Cependant la mission de la critique ne finit pas là : il ne suffit pas de combattre les fausses doctrines et les œuvres boiteuses qu’elles ont inspirées, il faut encourager les talens naissans, qui puisent à la source féconde de la nature et de la vérité. C’est la seule manière de répondre aux reproches que la foule répète à l’envi. Elle accuse la critique de couper les ailes du génie. Plaisante accusation, vraiment ! Si le poète qui se croit doué de génie possède vraiment le don qu’il s’attribue, il peut défier toutes les attaques, et se rire de toutes les censures ; les ailes mutilées repoussent d’elles-mêmes.

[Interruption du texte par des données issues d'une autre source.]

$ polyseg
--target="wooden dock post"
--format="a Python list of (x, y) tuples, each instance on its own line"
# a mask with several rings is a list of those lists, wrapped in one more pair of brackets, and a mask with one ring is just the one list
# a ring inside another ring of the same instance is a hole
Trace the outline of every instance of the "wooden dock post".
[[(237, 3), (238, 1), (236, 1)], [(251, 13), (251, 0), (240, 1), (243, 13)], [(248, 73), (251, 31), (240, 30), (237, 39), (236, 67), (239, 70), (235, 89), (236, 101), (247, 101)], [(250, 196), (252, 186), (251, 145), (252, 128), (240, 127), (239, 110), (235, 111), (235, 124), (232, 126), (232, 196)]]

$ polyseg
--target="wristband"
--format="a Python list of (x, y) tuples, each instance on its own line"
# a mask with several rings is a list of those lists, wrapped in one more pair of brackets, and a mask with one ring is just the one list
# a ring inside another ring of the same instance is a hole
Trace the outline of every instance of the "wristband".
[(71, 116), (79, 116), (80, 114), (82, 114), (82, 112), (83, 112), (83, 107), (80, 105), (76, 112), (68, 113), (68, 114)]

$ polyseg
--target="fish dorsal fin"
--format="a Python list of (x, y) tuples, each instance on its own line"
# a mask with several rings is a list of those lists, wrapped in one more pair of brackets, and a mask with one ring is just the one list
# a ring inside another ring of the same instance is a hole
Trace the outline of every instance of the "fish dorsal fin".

À quoi bon insister sur une pareille niaiserie ? Le talent sincère, le talent vigoureux résiste à la discussion ; les talens factices, les talens exagérés par les coteries sont les seuls qui succombent, et qui oserait s’en plaindre ? Oui, sans doute la critique a reçu du bon sens une double mission : réfuter, combattre à outrance les doctrines mensongères ; encourager de ses vœux, de ses applaudissemens, tous les jeunes esprits qui entrent dans la carrière animés de sentimens généreux, avec la ferme résolution de demander au travail, à la méditation, les élémens d’une solide renommée. Telle a toujours été ma conviction, et depuis vingt ans je crois que la critique sincère a fidèlement accompli cette double mission. Les clameurs qu’elle a soulevées ne changent rien à la nature des choses : j’ai la ferme conscience qu’elle a encouragé, exalté bien des talens que la foule dédaignait. Elle a combattu avec ardeur, elle a démonétisé avec persévérance de prétendus inventeurs dont la valeur lui semblait exagérée par l’ignorance, et voilà pourquoi tant de gens se plaisent à la traiter d’iconoclaste. Je ne perdrai pas le temps à la justifier, car le bon sens public a depuis long-temps fait justice de ces ridicules accusations ; mais je crois utile de définir nettement ce que j’entends par encouragement.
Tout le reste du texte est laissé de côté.